In an action to recover on a business line of credit agreement and a personal guaranty, the defendant appeals from (1) an order of the Supreme Court, Nassau County (Sher, J.), entered September 17, 2010, which granted the plaintiff's motion for summary judgment on the complaint, and (2) a judgment of the same court dated October 18, 2010, which, upon the order, is in favor of the plaintiff and against her in the principal sum of $80,273.99.

Ordered that the appeal from the order is dismissed; and it is further,

Ordered that the judgment is affirmed; and it is further,

Ordered that one bill of costs is awarded to the plaintiff.

The appeal from the intermediate order must be dismissed because the right of direct appeal therefrom terminated with the entry of judgment in the action (see Matter of Aho, 39 NY2d 241, 248 [1976]). The issues raised on appeal from the order are brought up for review and have been considered on the appeal from the judgment (see CPLR 5501 [a] [1]).

The defendant, Mandy Bauer, also known as Mandy R. Bauer and Mandy Roffe Bauer, does business under the name Lloyd and Mandy Bauer DDS (hereinafter the dental practice).

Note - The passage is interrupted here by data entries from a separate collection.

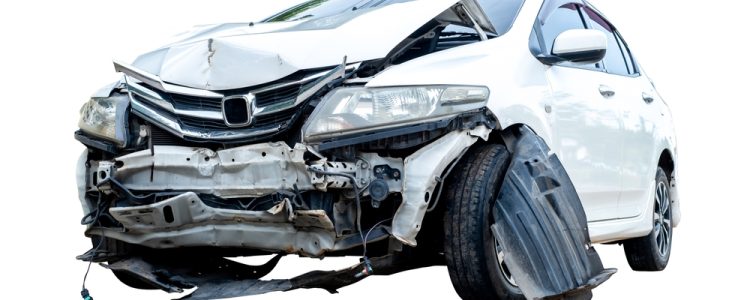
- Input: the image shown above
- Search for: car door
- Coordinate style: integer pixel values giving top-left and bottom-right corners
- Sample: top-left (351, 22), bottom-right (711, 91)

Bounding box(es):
top-left (532, 1), bottom-right (623, 221)
top-left (583, 7), bottom-right (659, 218)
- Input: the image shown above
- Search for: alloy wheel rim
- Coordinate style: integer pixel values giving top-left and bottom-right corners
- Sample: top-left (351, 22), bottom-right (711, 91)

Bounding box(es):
top-left (654, 182), bottom-right (672, 257)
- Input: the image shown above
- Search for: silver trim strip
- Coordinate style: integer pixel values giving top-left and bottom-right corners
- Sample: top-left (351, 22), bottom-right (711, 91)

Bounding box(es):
top-left (113, 60), bottom-right (224, 99)
top-left (125, 76), bottom-right (224, 121)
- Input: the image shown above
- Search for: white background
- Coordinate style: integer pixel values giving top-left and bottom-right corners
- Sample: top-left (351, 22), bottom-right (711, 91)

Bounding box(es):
top-left (0, 0), bottom-right (750, 300)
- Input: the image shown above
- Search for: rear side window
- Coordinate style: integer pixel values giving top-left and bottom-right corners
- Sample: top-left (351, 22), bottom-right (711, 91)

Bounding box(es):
top-left (583, 7), bottom-right (633, 75)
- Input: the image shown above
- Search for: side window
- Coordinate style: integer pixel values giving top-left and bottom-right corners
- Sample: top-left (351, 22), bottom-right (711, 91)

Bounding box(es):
top-left (583, 7), bottom-right (632, 75)
top-left (541, 3), bottom-right (586, 53)
top-left (616, 32), bottom-right (638, 75)
top-left (479, 0), bottom-right (525, 36)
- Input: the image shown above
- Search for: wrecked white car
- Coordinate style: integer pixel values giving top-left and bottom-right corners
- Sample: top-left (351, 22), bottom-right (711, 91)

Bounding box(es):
top-left (75, 0), bottom-right (680, 299)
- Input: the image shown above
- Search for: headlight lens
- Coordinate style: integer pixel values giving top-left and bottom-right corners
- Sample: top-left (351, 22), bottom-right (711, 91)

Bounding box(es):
top-left (78, 95), bottom-right (130, 147)
top-left (303, 86), bottom-right (490, 142)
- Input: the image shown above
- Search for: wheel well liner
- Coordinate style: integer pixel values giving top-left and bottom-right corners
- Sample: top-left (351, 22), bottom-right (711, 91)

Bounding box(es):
top-left (659, 149), bottom-right (674, 181)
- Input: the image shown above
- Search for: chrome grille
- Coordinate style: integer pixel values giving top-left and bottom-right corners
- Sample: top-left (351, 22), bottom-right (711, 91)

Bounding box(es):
top-left (169, 94), bottom-right (221, 112)
top-left (115, 59), bottom-right (356, 142)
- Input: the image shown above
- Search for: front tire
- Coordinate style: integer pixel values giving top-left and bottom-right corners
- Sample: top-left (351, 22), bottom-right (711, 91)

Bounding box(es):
top-left (623, 168), bottom-right (672, 271)
top-left (444, 145), bottom-right (525, 300)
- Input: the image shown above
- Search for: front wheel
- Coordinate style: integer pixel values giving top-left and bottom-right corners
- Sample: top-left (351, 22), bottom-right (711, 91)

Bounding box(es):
top-left (444, 145), bottom-right (525, 300)
top-left (623, 168), bottom-right (672, 271)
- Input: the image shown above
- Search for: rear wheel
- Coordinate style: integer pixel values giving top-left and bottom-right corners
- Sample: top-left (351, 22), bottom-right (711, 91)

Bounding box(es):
top-left (623, 168), bottom-right (672, 271)
top-left (444, 145), bottom-right (525, 300)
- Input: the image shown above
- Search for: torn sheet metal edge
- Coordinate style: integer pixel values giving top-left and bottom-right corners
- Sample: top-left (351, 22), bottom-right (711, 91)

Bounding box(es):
top-left (102, 254), bottom-right (434, 300)
top-left (392, 126), bottom-right (491, 247)
top-left (492, 128), bottom-right (616, 299)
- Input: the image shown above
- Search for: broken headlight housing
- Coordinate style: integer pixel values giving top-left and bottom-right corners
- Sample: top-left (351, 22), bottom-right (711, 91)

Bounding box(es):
top-left (302, 85), bottom-right (490, 142)
top-left (78, 95), bottom-right (130, 147)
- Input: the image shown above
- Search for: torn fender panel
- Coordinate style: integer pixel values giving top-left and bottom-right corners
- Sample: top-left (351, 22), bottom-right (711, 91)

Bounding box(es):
top-left (492, 128), bottom-right (616, 299)
top-left (392, 126), bottom-right (490, 247)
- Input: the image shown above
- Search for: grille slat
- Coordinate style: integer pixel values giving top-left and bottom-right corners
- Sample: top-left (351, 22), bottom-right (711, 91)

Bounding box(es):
top-left (169, 94), bottom-right (221, 111)
top-left (134, 69), bottom-right (334, 145)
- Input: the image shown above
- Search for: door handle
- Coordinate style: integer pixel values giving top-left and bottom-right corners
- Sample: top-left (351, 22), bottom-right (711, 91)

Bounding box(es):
top-left (642, 92), bottom-right (654, 104)
top-left (599, 84), bottom-right (615, 98)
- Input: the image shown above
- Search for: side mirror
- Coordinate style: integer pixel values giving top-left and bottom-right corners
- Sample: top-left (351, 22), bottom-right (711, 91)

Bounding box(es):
top-left (552, 29), bottom-right (607, 63)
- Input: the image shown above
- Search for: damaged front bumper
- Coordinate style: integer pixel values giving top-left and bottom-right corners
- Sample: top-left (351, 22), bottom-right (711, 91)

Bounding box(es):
top-left (79, 127), bottom-right (489, 257)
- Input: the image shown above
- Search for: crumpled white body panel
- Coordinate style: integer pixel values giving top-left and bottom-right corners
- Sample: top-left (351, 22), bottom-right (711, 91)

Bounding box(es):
top-left (133, 0), bottom-right (458, 91)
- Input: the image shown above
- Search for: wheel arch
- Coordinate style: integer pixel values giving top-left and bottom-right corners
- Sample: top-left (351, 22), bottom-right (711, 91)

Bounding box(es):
top-left (657, 149), bottom-right (675, 182)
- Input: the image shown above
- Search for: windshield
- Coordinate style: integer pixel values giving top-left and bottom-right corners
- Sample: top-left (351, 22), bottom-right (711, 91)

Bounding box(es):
top-left (263, 0), bottom-right (412, 22)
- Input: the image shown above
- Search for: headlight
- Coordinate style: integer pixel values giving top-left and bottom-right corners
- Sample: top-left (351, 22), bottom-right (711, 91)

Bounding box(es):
top-left (302, 86), bottom-right (490, 142)
top-left (78, 95), bottom-right (130, 147)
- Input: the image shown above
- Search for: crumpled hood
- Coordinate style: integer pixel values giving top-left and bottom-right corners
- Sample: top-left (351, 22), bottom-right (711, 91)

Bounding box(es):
top-left (133, 0), bottom-right (468, 91)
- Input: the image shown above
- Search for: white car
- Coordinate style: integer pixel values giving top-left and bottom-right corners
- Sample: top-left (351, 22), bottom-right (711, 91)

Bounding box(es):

The plaintiff bank made a prima facie showing of entitlement to judgment as a matter of law against Bauer by submitting proof of the existence of the underlying credit agreement, Bauer's personal guaranty of the obligations of the dental practice under that agreement, and the failure of the dental practice to make payment in accordance with the terms of the credit agreement (see HSBC Bank USA, N.A. v Laniado, 72 AD3d 645 [2010]; Wolf v Citibank, N.A., 34 AD3d 574, 575 [2006]; Kensington House Co. v Oram, 293 AD2d 304, 304-305 [2002]). Bauer failed to raise a triable issue of fact in opposition. "[S]omething more than a bald assertion of forgery is required to create an issue of fact contesting the authenticity of a signature," and Bauer's "affidavit was alone inadequate to raise an issue of fact necessitating a trial" (Banco Popular N. Am. v Victory Taxi Mgt., 1 NY3d 381, 384 [2004]; see [*2]Seaboard Sur. Co. v Nigro Bros., 222 AD2d 574 [1995]).

Bauer waived the defense of lack of standing by failing to raise it in either her answer or in a pre-answer motion to dismiss the complaint (see CitiMortgage, Inc. v Rosenthal, 88 AD3d 759 [2011]; Wells Fargo Bank Minn., N.A. v Mastropaolo, 42 AD3d 239, 244 [2007]).

Accordingly, the Supreme Court properly granted the plaintiff's motion for summary judgment on the complaint.

Bauer's remaining contention is not properly before this Court. Angiolillo, J.P., Florio, Chambers and Hall, JJ., concur.